It has become a cliché that the world is flat as famously described by Thomas Friedman.
But new research by Barry Wellman, a communications professor at the University of Toronto, suggests just the opposite.
Wellman studied millions of tweets and discovered they're not evenly distributed at all. Instead, people are likely to tweet to others locally or, and this is the really interesting part, to people in similar cities globally. So, New Yorkers are more likely to communicate with people in London than Buffalo, and those in Toronto with others in L.A. instead of, say, St. Louis. Wellman found that Twitter use follows airline routes.
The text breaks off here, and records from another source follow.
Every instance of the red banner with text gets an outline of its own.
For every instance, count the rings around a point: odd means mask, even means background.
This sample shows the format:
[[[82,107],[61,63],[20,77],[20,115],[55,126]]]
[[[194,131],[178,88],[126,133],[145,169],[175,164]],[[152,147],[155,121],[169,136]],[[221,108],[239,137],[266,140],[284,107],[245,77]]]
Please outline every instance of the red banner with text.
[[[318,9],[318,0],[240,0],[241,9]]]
The heavier-traveled routes had more connections.
This was a small story on NPR yesterday. But it has profound impacts for those of us who think about the future of cities.
It reinforces an idea that has been taking shape for awhile now. It's the notion that, despite all of our new social media, face-to-face contacts still matter. People tweet with others they know and they know them through meeting in the flesh.
What this means for a place like Madison is that we can't depend on Twitter and Facebook and Skype to connect us to the world. We need to be physically connected to major metro areas. Direct flights to Las Vegas and Tampa are nice, but they don't mean much to the future of our city. Direct flights to Washington, New York, Denver, San Francisco and so on really matter.
It also underscores, painfully, what a huge economic development blunder it was for Gov. Walker to give up our connection on the Chicago to Minneapolis high-speed rail line.
Finally, the research reminds us once again that cities and place matters. As Witold Rybczynski has written about Jane Jacobs' neighborhood:
(Hudson Street) provided the venue for a continuous conversation... kept alive by frequent random collisions of people and ideas.
Cities are by definition places where people come into contact with one another. Physically. And that flesh and blood contact has not become irrelevant. It's more important than ever.